An interesting question posed by some NBER researchers.

The proportion of women in highly paid executive positions and in the professorial ranks of academic science and engineering is low relative to the proportion of women in the labor force. A number of explanations for this difference have been advanced. If women do not enjoy the kind of work involved in high profile managerial positions or scientific careers, or if the long working hours required in these careers conflict with the ability to raise children, then women may avoid them. Because women on the whole are less likely to be in the highest scoring group on tests of mathematical achievement, they also may be less likely as a group to be successful in competitive science and engineering positions that reward mathematical talent. Some also have argued that past discrimination has kept women from highly paid executive and academic positions, and that women subsequently avoided those careers simply to escape discrimination.
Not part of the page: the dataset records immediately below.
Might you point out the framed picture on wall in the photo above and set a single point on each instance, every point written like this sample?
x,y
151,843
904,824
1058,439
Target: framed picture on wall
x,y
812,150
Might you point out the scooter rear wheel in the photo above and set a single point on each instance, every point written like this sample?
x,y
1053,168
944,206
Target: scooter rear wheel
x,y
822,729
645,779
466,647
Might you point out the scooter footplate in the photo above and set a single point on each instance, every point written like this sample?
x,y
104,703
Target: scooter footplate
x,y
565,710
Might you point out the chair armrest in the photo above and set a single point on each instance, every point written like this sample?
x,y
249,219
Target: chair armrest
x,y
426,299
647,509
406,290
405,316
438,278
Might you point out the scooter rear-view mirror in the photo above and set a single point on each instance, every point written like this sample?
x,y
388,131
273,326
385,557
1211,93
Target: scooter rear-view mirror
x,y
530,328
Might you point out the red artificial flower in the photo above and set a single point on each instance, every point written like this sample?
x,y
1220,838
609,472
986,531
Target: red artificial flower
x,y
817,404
In Do Women Shy Away From Competition? Do Men Compete Too Much? (NBER Working Paper No. 11474), co-authors Muriel Niederle and Lise Vesterlund consider another possibility, that women as a group dislike competition more than men, even if they are of the same ability. If women seek to avoid competition, then they may be less successful in obtaining promotions and more lucrative jobs.

To test their hypothesis, the authors put 80 paid volunteers through a series of short tasks compensated either on a competitive winner-take-all or on a non-competitive piecework basis. In each trial, groups of four participants, always two women and two men, were given the job of finding the correct sum for as many sets of five two-digit numbers as they could in five minutes. The payment for the first task was awarded on a non-competitive basis by paying a piece rate of 50 cents for each correct answer. Payment for the second task was a competitive winner-take-all “tournament.” Losers received nothing and the person in each group with the largest number of correct answers was awarded $2 per correct answer. For the third task, participants chose either piecework payment or the tournament compensation.

Men and women answered the same number of problems correctly under both compensation systems. But when allowed to choose compensation rates for the third task, 75 percent of the men chose tournament compensation while only 35 percent of the women did so.

What is particularly interesting is that even high ability women are less likely to chose the competitive tournament than men. Of course, it is also possible that the reason men are more likely to select the competitive tournament is that they feel more confident in their abilities than they reasonably should. This was hinted at in the research where men were more likely to believe they had won the tournament. Another explanation is that women are more risk averse. Definitely something to keep in mind when discussing social policy in regards to such things as the number of women in top management positions as well as academia.

FILED UNDER: Economics and Business, ,
Steve Verdon
About Steve Verdon
Steve has a B.A. in Economics from the University of California, Los Angeles and attended graduate school at The George Washington University, leaving school shortly before staring work on his dissertation when his first child was born. He works in the energy industry and prior to that worked at the Bureau of Labor Statistics in the Division of Price Index and Number Research. He joined the staff at OTB in November 2004.


  1. RA says:

    This is obviously male bullying and sexist. Head to head competition is a sexist ploy to disenfranchise women. LOL

  2. Stuff like this is always interesting, because it provides a window not only into whatever phenomenon is being studied, but also into the attitudes of the people who read the research and comment on it.

    sarcasm on>
    After all, what if men and women are really (gasp) wired differently? That COULDN’T be correct, so there must be a flaw in the research design.

  3. Steven L. says:

    Would the same hold true at $50 in place of $.50, I wonder? It is easy to take risks over $2.00; it might be less easy at $200, much less $2,000.

  4. Steve Verdon says:


    Interesting point, but it is $2 per right answer, so the amounts could be as high as $200.

  5. Sissy Willis says:

    Risk aversion rings true in the evolutionary sense of offspring-bearing female vs. wild-oat-sowing male. He has less to lose and so is “wired” to take more chances.

  6. Steve Verdon says:


    As a huge fan of evolutionary theory and its impact on economics this makes quite a bit of sense to me.